2023-12-06 12:10:32,525 - . - INFO - run generate-segmentation-metrics with args:Namespace(input_entity_by_gene='analysis_outputs/cell_by_gene.csv', input_metadata='analysis_outputs/cell_metadata.csv', input_transcripts='MsHeart/region_0/detected_transcripts.csv', output_csv='analysis_outputs/segmentation_metrics.csv', experiment_name='MsHeart_cellpose2', output_report='analysis_outputs/segmentation_report.html', output_clustering='analysis_outputs/', input_images='MsHeart/region_0/images/', input_boundaries='MsHeart/cellpose2_micron_space.parquet', input_micron_to_mosaic='MsHeart/region_0/images/micron_to_mosaic_pixel_transform.csv', input_z_index=0, red_stain_name='Cellbound1', green_stain_name='Cellbound3', blue_stain_name='DAPI', normalization='CLAHE', transcript_count_filter_threshold=100, volume_filter_threshold=200, overwrite=False)

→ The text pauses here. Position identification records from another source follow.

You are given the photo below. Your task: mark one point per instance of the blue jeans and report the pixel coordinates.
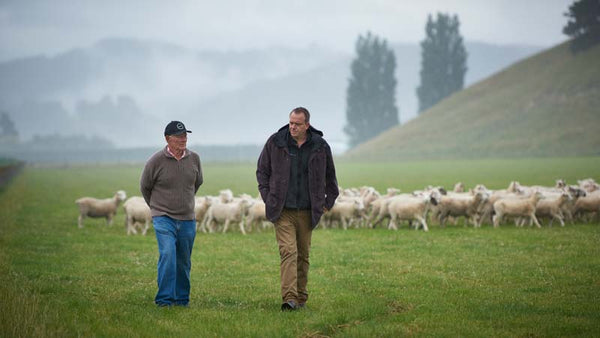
(175, 241)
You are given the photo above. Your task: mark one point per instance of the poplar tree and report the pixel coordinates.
(371, 93)
(584, 24)
(443, 61)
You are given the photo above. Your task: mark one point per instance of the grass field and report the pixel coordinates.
(58, 280)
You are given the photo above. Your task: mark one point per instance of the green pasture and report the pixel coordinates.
(58, 280)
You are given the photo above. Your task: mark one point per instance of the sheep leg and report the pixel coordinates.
(242, 227)
(496, 219)
(534, 219)
(226, 225)
(392, 224)
(423, 223)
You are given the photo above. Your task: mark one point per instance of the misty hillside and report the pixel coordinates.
(125, 90)
(546, 105)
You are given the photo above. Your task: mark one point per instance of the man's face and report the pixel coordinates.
(177, 143)
(298, 125)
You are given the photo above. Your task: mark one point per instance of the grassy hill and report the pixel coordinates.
(546, 105)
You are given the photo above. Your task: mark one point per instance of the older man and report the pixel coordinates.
(296, 179)
(169, 183)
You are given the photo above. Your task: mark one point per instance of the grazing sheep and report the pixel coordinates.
(93, 207)
(456, 205)
(201, 205)
(257, 213)
(551, 207)
(459, 187)
(568, 209)
(226, 195)
(412, 208)
(590, 204)
(589, 185)
(379, 207)
(486, 209)
(228, 212)
(137, 212)
(516, 207)
(345, 211)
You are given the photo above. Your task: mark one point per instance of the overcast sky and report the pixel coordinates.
(31, 27)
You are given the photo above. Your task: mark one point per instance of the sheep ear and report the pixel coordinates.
(433, 200)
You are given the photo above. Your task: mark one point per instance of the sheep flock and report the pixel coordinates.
(365, 207)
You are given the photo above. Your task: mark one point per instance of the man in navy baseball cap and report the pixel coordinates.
(175, 128)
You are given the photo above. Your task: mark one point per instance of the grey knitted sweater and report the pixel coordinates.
(169, 185)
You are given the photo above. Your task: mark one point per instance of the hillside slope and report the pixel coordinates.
(546, 105)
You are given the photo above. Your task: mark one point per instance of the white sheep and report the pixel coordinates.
(345, 211)
(517, 207)
(137, 212)
(257, 213)
(379, 207)
(551, 206)
(590, 204)
(461, 204)
(93, 207)
(589, 185)
(226, 213)
(411, 208)
(201, 205)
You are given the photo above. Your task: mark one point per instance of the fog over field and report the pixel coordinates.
(230, 71)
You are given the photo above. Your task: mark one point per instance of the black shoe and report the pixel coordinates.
(289, 306)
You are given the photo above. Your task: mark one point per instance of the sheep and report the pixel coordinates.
(459, 187)
(201, 205)
(456, 205)
(379, 207)
(345, 211)
(369, 194)
(412, 208)
(568, 208)
(93, 207)
(257, 213)
(516, 207)
(136, 213)
(588, 204)
(551, 207)
(589, 185)
(226, 195)
(228, 212)
(486, 209)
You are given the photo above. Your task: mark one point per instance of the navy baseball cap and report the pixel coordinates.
(175, 128)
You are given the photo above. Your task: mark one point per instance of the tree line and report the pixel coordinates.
(370, 96)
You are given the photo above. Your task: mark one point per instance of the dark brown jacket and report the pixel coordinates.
(273, 174)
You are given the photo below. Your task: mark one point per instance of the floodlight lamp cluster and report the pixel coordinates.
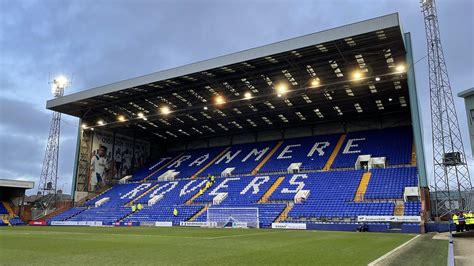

2023-12-06 12:10:51,642 - . - INFO - Generate segmentation metrics started
2023-12-06 12:10:53,518 - . - INFO - Cell clustering started
2023-12-06 12:11:17,369 - . - INFO - Cell clustering finished
2023-12-06 12:11:17,370 - . - INFO - Making html report started
2023-12-06 12:12:02,489 - . - INFO - Making html report finished
2023-12-06 12:12:02,499 - . - INFO - Generate segmentation metrics finished

Opening of the summary html (shown below), the metrics and distributions can be directly compared to the previous segmentation. From the new summary report, we can see that for this example heart dataset, the retrained model significantly improved the cell segmentation metrics: cell size increased from 730.3 um^3 to 1423.3 um^3, transcripts per cell increased from 891 to 1514, and the percent of transcripts found within a segmented cell increased from 64.1% to 78.6%. For this sample with atypical cell morphology, manually annotating a few small regions and retraining the machine-learning model yielded significantly improved single-cell quantification for downstream biological analysis.